To tylko szyja – twierdzi Maradona…
Autor wpisu: Redakcja 27 czerwca 2018 13:07
Po przykrym i niestety żenującym spektaklu, jaki Maradona zaprezentował podczas wczorajszego meczu Argentyny z Nigerią, po tym jak świat obiegły zdjęcia, gdy jest badany po zasłabnięciu – boski Diego uspokaja: „Wszystko jest w porządku”. W porządku to nie jest, ale czy on zdaje sobie w ogóle z tego sprawę?
O tym, że Maradona jest w naprawdę kiepskiej formie, miliony kibiców przekonało się ostatecznie we wtorkowy wieczór, a obrazki z trybun z jego udziałem możecie zobaczyć TUTAJ. Tuż po meczu Diego zasłabł i według pierwszych doniesień został przewieziony do szpitala.
Dziś sam zainteresowany przesłał wiadomość do swoich fanów za pośrednictwem Instagrama.
– Chcę powiedzieć wszystkim, że mam się dobrze.
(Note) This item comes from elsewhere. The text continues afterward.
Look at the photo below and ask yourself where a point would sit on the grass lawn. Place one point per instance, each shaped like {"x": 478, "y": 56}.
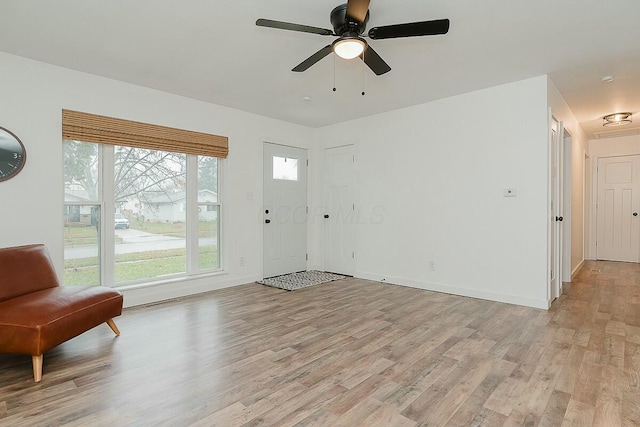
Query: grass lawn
{"x": 136, "y": 266}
W trakcie spotkania bolała mnie szyja. Miałem dekompensację (załamanie równowagi – red.). W przerwie zostałem zbadany przez lekarza, który sugerował mi wrócić do hotelu. Nie mogłem jednak wyjść ze stadionu. Miałem nie obejrzeć tego meczu do końca? Dziękuję wszystkim za wsparcie i wysyłam wam pocałunek.
Wbrew początkowym informacjom Maradona nie trafił do szpitala, a pomoc została mu udzielona jeszcze na stadionie.
Jedno jest pewno – cokolwiek dolega Maradonie, szyja jest akurat jego najmniejszym problemem… I żeby nie odzierać go z resztek boskości (i godności), jeszcze raz apelujemy, by mecz z Francją oglądał przed telewizorem.